Friends of La Jolla Shores member Bill Lerach told

La Jolla Light

that after The Map’s official opening in September 2008, it started to crumble and the area had to be closed off by the city in late 2009. T.B. Penick repaired The Map in April 2010, but it started deteriorating a second time. In fall of 2012, the city closed the area, calling it a “safety hazard.”

“The lawsuit seeks damages to compensate the people for the money that was lost in the project — which is well over half-a- million dollars — the cost of replacement, which could also be a half-a-million dollars, and punitive damages as well, because other Penick projects have failed and they concealed that from the people who raised money for this project,” Lerach said.

At the press conference, Friends of La Jolla Shores members and local government representatives, including Mayor Bob Filner, showed their support for the suit and the project itself.

Stating her love of the project in its intended state, former County Supervisor Pam Slater-Price said, “What has happened is a travesty. Only five years (after The Map’s installation), it is in disrepair and in fact is a hazard. ... As far as I’m concerned, T.B. Penick is guilty of fraud against the taxpayers.”

Mayor Filner was on hand because the project was funded by private donations, and once completed, donated to the City of San Diego.

“You can be in tears when you look at this, right? It’s such a tragedy that something whose idea and initial execution was so powerful and so beautiful and so important and, whatever the reason, incompetence or whatever, it turns out to be ugly,” he said. “We need to change it. We need to make sure this is fixed.”

He added, “It’s terrible that we have to sue, nobody wants to do that, and yet, we have to do it.”

Friends of La Jolla Shores said the lawsuit follows T.B. Penick’s refusal — after multiple requests — to repair The Map again or reimburse the Friends of La Jolla Shores so it may use another contractor.

With the team of lawyers working on behalf of Friends of La Jolla Shores, Douglass said, “Together we will fight and together we will win.”

Hoping the matter does not have to go to court, Golia, on behalf of Byron Klemaske, a division leader for T.B. Penick, told La Jolla Light, “We want to be part of the solution not part of the problem.”He said they won’t have additional information “until we research more of what is happening and how we can best deal with the issues and try to resolve them.”

Golia said T.B. Penick met with Coakley-Munk in February to discuss solution alternatives and possible remedies to her concerns with The Map’s condition (Golia said he couldn’t disclose what those solutions were). He said T.B. Penick then received an e-mail from Coakley-Munk indicating she would discuss the options provided and get back to him in April. The next T.B. Penick heard, he said, the lawsuit had been filed. Coakley-Munk said at another time their offer “wasn’t really helpful.”

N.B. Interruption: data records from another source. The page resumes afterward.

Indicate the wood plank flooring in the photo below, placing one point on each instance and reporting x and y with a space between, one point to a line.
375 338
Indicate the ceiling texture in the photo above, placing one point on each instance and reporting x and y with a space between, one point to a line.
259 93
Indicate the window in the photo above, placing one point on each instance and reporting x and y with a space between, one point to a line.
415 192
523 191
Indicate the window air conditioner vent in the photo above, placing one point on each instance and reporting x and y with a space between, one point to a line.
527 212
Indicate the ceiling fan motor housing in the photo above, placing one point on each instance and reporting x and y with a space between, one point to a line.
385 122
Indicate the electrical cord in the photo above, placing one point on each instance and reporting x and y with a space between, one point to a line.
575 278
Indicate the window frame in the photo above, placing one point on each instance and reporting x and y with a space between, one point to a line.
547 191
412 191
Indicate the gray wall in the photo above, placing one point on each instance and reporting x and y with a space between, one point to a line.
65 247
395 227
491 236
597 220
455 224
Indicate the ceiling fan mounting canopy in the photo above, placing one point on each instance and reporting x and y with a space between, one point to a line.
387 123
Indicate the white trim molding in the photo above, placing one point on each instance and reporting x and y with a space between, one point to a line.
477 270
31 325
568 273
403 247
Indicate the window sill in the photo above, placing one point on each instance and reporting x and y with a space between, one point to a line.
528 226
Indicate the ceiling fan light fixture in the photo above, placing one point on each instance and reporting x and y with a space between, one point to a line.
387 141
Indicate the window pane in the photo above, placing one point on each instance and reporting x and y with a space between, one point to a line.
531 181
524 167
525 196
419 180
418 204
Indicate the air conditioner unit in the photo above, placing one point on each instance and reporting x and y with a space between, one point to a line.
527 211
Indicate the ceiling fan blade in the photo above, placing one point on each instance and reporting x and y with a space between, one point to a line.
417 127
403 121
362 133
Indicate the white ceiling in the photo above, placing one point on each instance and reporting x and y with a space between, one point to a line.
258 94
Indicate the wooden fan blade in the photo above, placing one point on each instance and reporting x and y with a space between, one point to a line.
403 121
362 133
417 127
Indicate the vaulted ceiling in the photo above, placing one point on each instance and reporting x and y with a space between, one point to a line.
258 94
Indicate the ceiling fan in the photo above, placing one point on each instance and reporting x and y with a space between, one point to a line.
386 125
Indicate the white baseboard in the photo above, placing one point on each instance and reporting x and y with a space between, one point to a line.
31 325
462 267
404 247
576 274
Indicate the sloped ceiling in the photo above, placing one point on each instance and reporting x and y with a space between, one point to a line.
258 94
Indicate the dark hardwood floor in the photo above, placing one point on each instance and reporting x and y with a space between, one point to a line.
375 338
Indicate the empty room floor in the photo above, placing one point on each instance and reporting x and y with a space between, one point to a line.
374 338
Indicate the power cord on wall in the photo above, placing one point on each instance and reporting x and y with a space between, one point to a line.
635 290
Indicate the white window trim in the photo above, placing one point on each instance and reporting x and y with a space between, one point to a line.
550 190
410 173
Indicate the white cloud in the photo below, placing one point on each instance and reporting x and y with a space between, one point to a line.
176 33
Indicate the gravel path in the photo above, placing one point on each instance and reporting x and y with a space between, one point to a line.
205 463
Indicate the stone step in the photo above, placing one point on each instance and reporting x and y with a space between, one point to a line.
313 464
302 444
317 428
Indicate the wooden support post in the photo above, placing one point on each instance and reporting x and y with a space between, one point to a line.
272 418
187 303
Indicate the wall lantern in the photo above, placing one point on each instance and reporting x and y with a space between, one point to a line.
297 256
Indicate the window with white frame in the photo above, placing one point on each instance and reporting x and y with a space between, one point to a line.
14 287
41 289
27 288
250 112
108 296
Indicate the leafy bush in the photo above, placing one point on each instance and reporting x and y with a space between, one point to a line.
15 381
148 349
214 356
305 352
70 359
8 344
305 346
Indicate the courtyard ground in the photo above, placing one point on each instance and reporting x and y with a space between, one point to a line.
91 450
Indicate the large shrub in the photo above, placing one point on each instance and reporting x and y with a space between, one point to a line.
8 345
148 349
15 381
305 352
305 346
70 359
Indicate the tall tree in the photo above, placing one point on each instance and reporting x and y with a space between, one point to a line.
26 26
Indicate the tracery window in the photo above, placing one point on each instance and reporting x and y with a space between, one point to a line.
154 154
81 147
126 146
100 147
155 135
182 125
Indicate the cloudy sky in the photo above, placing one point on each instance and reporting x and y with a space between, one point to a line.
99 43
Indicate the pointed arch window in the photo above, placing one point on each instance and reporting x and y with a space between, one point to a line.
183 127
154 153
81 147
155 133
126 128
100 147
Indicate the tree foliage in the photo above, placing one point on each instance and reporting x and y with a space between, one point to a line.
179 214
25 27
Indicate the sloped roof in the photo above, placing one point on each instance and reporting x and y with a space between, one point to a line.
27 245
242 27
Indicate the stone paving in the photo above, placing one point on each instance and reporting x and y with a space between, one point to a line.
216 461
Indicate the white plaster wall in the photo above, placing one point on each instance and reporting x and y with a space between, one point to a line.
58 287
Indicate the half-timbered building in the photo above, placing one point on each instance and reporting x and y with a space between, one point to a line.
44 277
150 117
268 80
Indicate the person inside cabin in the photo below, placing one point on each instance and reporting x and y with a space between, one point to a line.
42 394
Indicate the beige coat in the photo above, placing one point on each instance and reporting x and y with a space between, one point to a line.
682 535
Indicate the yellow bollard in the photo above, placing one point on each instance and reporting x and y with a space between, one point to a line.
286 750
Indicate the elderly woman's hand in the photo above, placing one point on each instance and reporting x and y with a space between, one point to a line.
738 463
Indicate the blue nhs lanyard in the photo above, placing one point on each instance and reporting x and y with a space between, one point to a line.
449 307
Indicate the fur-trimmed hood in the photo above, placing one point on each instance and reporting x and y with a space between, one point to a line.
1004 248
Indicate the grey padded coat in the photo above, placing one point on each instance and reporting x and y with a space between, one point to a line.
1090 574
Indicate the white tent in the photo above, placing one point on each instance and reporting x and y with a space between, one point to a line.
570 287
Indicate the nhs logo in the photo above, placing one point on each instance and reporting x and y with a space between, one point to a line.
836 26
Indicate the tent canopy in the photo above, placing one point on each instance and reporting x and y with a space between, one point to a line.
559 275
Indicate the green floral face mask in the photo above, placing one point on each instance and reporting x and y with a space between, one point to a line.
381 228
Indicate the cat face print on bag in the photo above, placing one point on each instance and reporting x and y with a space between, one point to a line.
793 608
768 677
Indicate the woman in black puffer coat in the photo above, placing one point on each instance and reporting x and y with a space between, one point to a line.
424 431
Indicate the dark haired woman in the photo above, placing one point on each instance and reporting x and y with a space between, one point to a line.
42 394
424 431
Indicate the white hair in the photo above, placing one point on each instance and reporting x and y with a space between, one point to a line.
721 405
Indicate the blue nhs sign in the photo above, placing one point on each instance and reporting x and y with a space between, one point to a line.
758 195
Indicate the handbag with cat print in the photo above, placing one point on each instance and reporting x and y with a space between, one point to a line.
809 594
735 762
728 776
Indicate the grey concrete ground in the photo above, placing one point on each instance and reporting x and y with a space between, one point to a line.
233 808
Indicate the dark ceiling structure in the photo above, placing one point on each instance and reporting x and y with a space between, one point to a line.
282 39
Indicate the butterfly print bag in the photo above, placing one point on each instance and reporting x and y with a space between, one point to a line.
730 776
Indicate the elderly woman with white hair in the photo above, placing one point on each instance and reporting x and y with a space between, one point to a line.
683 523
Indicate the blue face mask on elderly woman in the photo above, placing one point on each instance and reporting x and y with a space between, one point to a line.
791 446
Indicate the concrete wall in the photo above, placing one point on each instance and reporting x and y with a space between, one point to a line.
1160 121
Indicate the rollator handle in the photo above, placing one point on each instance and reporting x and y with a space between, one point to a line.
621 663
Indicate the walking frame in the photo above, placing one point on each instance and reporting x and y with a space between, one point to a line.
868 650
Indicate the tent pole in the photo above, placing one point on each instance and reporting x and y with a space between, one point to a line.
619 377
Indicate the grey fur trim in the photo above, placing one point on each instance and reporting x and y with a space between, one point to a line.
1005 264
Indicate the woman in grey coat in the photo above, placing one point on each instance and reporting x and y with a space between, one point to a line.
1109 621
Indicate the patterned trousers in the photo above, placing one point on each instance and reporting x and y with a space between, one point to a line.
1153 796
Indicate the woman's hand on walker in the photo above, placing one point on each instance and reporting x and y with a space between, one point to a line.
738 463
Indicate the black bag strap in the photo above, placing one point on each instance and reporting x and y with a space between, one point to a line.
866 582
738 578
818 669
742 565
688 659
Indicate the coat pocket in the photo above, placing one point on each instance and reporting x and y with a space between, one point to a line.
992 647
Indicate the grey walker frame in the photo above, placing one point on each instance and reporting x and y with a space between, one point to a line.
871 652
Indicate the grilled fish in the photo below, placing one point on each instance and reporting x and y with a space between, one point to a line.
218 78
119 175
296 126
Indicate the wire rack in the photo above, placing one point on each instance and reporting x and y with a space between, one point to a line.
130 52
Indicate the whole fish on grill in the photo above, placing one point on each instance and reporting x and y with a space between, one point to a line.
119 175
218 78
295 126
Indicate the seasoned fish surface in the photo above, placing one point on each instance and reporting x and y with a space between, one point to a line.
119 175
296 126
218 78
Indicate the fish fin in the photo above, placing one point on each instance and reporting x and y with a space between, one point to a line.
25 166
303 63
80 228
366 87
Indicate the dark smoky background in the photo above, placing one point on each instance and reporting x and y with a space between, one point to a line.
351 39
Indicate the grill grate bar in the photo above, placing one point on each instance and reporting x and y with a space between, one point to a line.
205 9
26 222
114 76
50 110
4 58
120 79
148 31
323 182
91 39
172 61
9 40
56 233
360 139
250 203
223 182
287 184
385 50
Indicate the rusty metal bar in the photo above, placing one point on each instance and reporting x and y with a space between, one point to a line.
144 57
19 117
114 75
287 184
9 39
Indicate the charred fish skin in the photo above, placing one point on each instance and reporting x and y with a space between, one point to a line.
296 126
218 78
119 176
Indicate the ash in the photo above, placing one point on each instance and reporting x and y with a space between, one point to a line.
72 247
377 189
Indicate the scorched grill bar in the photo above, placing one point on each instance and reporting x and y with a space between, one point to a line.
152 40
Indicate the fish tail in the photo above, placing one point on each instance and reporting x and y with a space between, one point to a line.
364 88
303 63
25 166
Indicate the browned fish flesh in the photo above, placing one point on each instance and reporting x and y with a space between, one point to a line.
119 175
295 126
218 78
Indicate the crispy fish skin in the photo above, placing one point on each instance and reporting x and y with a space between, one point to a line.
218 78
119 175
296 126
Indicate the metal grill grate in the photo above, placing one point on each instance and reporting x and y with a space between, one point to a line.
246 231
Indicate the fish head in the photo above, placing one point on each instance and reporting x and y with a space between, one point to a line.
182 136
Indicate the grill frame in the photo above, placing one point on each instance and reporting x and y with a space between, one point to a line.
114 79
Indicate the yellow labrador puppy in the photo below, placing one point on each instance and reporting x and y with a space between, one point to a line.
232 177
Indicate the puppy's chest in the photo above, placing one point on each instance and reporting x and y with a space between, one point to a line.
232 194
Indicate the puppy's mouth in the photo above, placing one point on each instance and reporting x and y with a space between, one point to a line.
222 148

Addressing how or why the “permanent” Lithocrete may have crumbled, Golia said maintenance is an issue they would have to investigate.

He said in June 2010, Coakley-Munk bought a three-page manual on how to maintain the project. “The warranty was based on (proper management) and there were some pretty specific things that had to be done because this is a project that needs to be addressed, you can’t just ignore it,” he said.

Unable to comment on any other details, Golia said T.B. Penick would keep

La Jolla Light

updated as their investigation develops.